Webpage obtains sub-element main frame 232, is used for obtaining URL and the corresponding DNS result that control desk 231 distributes according to webpage, obtains page HTML code.
Described webpage obtains treating apparatus 23 and also comprises:
HTML code is preserved unit 233, is used to preserve webpage and obtains the page HTML code that sub-element main frame 232 obtains;
Html data storehouse 234 is used for preserving webpage and obtains the correct HTML code of page HTML code that sub-element main frame 232 obtains;
HTML resolution unit 235 is used for analyzing web page and obtains the page HTML code that sub-element main frame 232 obtains, and extracts URL;
ULR database 236 is used to preserve the URL information that HTML resolution unit 235 extracts.
By collecting web page method and the system thereof that the embodiment of the invention provides, the DNS request and the page obtain respectively and carry out simultaneously, therefore when obtaining page code, are also constantly carrying out the DNS request, thereby are improving the running efficiency of collecting web page.

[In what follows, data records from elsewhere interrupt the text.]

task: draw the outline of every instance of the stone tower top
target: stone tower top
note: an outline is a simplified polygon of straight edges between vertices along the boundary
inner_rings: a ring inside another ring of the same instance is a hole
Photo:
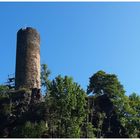
[[[17,32],[15,87],[40,89],[40,35],[31,28]]]

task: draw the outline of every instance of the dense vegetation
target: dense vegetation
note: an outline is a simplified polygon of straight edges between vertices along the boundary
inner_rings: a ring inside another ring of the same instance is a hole
[[[140,96],[126,96],[116,75],[98,71],[87,91],[71,77],[49,75],[42,65],[41,98],[0,86],[0,137],[140,138]]]

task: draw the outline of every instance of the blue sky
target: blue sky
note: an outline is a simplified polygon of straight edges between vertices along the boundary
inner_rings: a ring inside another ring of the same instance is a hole
[[[41,63],[85,90],[98,70],[116,74],[126,94],[140,94],[140,3],[0,3],[0,83],[15,73],[16,32],[34,27]]]

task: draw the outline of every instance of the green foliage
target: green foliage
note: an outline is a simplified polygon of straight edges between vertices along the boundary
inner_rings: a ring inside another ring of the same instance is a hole
[[[41,138],[47,131],[47,126],[44,121],[32,123],[26,122],[24,125],[16,127],[12,132],[11,137],[18,138]]]
[[[118,120],[124,117],[122,112],[127,104],[123,104],[125,91],[117,76],[98,71],[90,77],[87,93],[90,92],[94,95],[92,123],[97,128],[96,136],[98,138],[127,137],[121,121]]]
[[[86,94],[72,78],[60,75],[52,81],[46,103],[49,133],[53,137],[80,137],[85,118]]]
[[[49,80],[41,66],[46,93],[34,102],[30,89],[0,85],[0,137],[13,138],[140,138],[140,96],[125,90],[114,74],[98,71],[87,94],[71,77]]]
[[[49,75],[51,74],[48,66],[46,64],[41,65],[41,85],[44,88],[44,92],[47,93],[51,81],[49,80]]]

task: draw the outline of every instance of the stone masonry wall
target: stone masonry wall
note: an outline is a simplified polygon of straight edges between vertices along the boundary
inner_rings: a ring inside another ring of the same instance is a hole
[[[31,27],[17,33],[15,87],[40,89],[40,36]]]

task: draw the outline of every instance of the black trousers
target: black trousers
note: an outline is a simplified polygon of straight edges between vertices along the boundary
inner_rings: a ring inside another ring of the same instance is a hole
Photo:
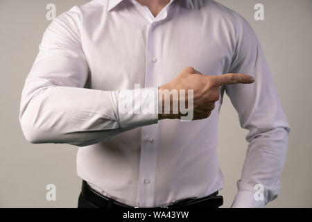
[[[81,194],[79,195],[78,208],[99,208],[92,203],[87,200],[85,196]]]
[[[220,204],[220,205],[221,205],[222,204]],[[211,208],[218,208],[220,205],[211,207]],[[100,207],[95,205],[94,204],[89,201],[87,199],[86,199],[85,197],[80,192],[78,198],[78,208],[100,208]]]

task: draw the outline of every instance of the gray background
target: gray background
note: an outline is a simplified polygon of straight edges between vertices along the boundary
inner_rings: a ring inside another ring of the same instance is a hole
[[[50,22],[46,6],[57,15],[87,0],[0,0],[0,207],[76,207],[80,180],[76,172],[77,148],[70,145],[31,144],[18,121],[25,78]],[[311,207],[312,81],[311,0],[219,0],[242,15],[254,28],[265,51],[284,110],[291,126],[281,175],[280,196],[267,207]],[[265,6],[265,21],[254,19],[254,6]],[[225,185],[223,207],[236,192],[248,144],[238,115],[225,96],[221,108],[219,144]],[[46,200],[46,186],[57,187],[56,201]]]

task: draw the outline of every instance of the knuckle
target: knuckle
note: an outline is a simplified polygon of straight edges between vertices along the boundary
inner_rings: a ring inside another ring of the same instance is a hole
[[[234,74],[230,74],[230,82],[232,84],[235,84],[236,82],[236,78],[235,78],[235,76]]]
[[[210,88],[212,88],[212,87],[214,87],[215,86],[216,83],[212,79],[208,78],[207,80],[206,84],[207,84],[207,86],[208,87],[208,88],[210,89]]]
[[[184,69],[183,69],[183,71],[187,71],[187,72],[190,72],[190,73],[195,72],[194,68],[193,68],[191,67],[185,67]]]
[[[215,93],[211,96],[211,101],[213,102],[216,102],[217,101],[218,101],[220,99],[220,94],[219,93]]]

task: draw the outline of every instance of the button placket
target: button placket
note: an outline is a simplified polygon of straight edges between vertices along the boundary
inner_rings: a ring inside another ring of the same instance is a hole
[[[154,28],[150,25],[147,35],[146,73],[145,87],[155,87],[157,62],[154,45]],[[157,158],[158,124],[144,126],[141,128],[141,145],[139,171],[137,205],[150,207],[155,203],[155,181]]]

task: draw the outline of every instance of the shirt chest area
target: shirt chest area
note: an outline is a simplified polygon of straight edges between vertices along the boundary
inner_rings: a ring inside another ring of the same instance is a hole
[[[126,23],[103,27],[85,38],[89,87],[101,90],[159,86],[183,68],[193,67],[206,75],[229,69],[232,51],[222,36],[194,25],[191,30],[174,22]]]

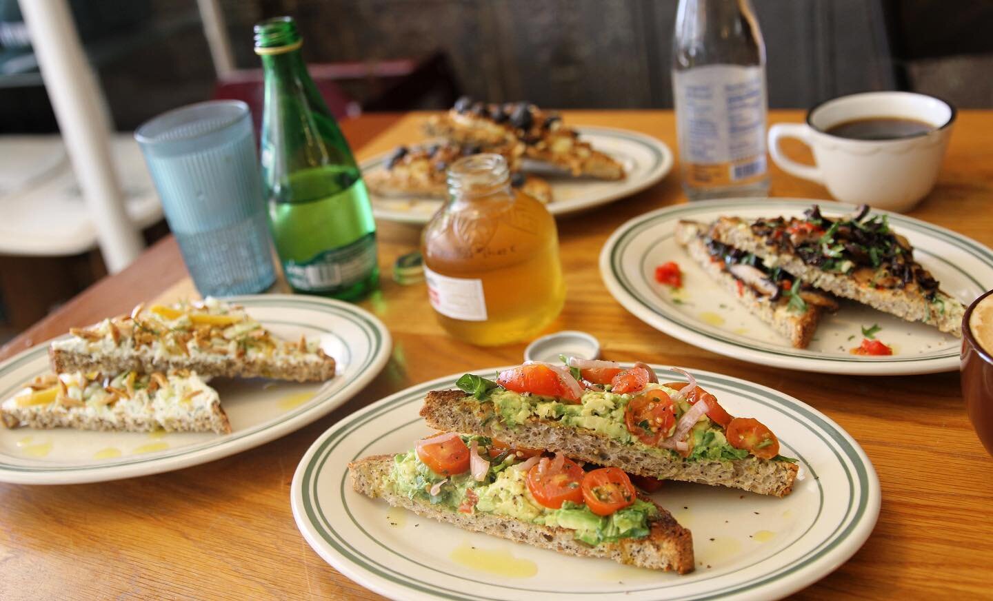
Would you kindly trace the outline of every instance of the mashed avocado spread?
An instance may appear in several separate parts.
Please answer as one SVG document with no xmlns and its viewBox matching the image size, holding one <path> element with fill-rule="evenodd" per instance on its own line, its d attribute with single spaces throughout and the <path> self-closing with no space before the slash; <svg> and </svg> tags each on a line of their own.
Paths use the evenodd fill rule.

One of ordinary skill in the art will appreciate that all or part of step that realizes in the foregoing description method is to instruct relevant hardware to finish by program, described program can be stored in the computer read/write memory medium, and described storage medium is ROM/RAM, magnetic disc, CD etc.
More than a kind of collecting web page method provided by the present invention and system thereof are described in detail, used specific case herein principle of the present invention and embodiment are set forth, the explanation of above embodiment just is used to help to understand disclosed technical scheme; Simultaneously, for one of ordinary skill in the art, according to thought of the present invention, the part that all can change in specific embodiments and applications, in sum, this description should not be construed as limitation of the present invention.